Şu anda duygularımız derbeder, davranışlarımız ahenksiz, ruhlarımız kirli, ayaklarımız titrek, ellerimiz mefluç, çoğumuz itibarıyla ümitlerimiz sarsık, havalar boz-bulanık, mağripler hicranla tül tül, maşrıklar lütfuna kalmış... İşte böyle bir dağınıklık içinde Sana geldik. Böyle gelenlerin ilki değiliz, sonuncusu da olmayacağız. Rahmetin, bu garip pişmanların ümit kapısı, bizler de bu kapının önündeki liyakatsiz dilenciler. Şimdiye kadar gelip Senin kapında ihtiyaç izhar edenlerden boş dönen hiç olmamış; hiçbir kaçkın ve pişman da o kapıdan kovulmamıştır. O kapı Senin kapın, onun başkalarından farkı da her gelene affındır. Bizi hilm ü silminle güçlendir. Zalimlere de varlığını duyur.

Şimdi biz de, bize verdiğin isteme duygusu ve istenenleri vereceğin inancıyla rahmetinin vüs’ati genişliğindeki kapına dayanıyor, son bir kere daha hâlimizi arz etmek istiyoruz. Hâlimiz Sana ayan, söyleyeceklerimiz bildiklerinin bir kısmını beyan. Beklediğimiz asırlardan beri bizi kıvrım kıvrım kıvrandıran dertlerimize derman.. icabet buyur ey Rahîm ü Rahmân![7]
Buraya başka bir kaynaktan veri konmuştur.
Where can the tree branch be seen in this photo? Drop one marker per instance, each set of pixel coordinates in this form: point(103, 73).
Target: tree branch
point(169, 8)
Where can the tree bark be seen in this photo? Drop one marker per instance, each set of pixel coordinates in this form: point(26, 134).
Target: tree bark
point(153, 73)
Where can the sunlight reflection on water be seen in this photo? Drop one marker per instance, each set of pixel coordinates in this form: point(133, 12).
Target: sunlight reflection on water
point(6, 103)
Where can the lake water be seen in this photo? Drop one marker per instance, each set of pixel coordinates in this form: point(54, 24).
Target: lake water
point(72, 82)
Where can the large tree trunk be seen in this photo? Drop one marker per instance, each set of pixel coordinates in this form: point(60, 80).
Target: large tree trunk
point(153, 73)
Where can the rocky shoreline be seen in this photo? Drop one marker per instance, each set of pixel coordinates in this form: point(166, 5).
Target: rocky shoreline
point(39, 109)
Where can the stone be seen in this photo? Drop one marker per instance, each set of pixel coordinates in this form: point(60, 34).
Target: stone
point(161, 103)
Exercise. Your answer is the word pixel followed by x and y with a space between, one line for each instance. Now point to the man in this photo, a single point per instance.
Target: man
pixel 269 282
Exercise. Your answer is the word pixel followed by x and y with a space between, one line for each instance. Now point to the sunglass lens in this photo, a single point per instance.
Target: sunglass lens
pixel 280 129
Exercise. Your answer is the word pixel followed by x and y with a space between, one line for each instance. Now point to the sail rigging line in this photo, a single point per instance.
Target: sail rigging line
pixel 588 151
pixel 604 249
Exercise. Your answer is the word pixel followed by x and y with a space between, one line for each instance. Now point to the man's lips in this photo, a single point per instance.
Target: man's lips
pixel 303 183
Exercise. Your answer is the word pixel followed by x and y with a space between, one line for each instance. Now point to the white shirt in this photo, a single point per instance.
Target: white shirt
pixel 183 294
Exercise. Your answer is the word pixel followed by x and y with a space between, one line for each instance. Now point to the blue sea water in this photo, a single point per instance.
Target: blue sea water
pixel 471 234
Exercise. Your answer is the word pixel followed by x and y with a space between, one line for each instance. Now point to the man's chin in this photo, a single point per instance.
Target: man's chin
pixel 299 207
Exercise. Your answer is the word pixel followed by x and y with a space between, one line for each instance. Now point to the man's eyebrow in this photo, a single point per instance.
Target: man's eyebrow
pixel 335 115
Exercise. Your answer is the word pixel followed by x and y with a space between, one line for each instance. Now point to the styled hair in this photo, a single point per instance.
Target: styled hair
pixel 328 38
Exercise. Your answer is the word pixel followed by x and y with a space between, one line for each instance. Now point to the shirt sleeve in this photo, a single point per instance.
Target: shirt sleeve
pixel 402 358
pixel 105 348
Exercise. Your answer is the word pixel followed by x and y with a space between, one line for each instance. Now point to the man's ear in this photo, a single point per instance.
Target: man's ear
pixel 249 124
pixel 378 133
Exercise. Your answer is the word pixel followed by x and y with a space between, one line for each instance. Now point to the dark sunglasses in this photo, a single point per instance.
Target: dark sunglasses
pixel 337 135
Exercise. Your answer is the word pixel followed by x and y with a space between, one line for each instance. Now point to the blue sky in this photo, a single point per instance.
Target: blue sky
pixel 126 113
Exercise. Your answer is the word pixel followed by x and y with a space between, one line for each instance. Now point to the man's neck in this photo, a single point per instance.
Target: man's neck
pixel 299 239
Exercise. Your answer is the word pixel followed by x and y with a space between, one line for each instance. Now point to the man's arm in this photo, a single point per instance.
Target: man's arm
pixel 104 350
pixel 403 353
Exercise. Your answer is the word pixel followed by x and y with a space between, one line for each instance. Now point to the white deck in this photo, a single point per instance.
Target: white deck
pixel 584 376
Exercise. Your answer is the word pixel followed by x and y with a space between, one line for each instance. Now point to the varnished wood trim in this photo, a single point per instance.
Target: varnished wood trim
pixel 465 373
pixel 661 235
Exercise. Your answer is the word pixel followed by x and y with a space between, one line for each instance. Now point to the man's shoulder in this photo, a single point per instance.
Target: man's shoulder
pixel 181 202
Şimdilerde, doğrudan doğruya böyle bir Ramazanın aydınlık ikliminden mahrum bulunsam da, pırıl pırıl ışıklarıyla âdeta gökyüzünü andıran cami çevrelerini, Ramazana hoş-âmedî etme mânâsında, minarelerde mahyalaşan mü’min duygularını, mâbetleri tıklım tıklım dolduran mü’minlerin nûrefşân simalarını, samimane gürleyen sînelerini, heyecanla atan nabızlarını tahayyül edebiliyorum. Ramazanlaşan insanların güvenle tüllenen çehrelerini, kimseden esirgemedikleri o sımsıcak bakışlarını, çevrelerine yağdırıp geçtikleri tebessümlerini, herkese açık ve sıcak tuttukları gönüllerini, iyilik hislerini, mü’mince tavırlarını hayalimde canlandırıp onların duygularını paylaşabiliyorum.. bin seneden beri devam edegelen inanç, anlayış, duygu, düşünce ve telâkkilerimizden süzülüp; örf, âdet ve törelerimizin potasında yoğrula yoğrula bugünkü kıvamına ulaşmış kültür zenginliklerimizin temsil edildiğini görür gibi oluyor ve kendimi rahatlıkla bir sahur misafiri, bir iftar davetlisi gibi düşünebiliyorum.. derin bir ibadet neşvesi içinde camiye giden dırahşan çehreleri, şadırvanların başında uhrevîliğe hazırlanan o heyecanlı ruhların “hay-hûy”larını ve kullukla iki büklüm olmuş bu tertemiz insanların niyetlerini sezebiliyorum.. evet, Türkiye’de Ramazanlaşan herkesi ve her şeyi, kendine has şivesi, kendine has üslubuyla tasavvur edebiliyor ve tamamen uhrevîleşen o atmosferi bütün zenginlikleriyle duyabiliyorum..[8]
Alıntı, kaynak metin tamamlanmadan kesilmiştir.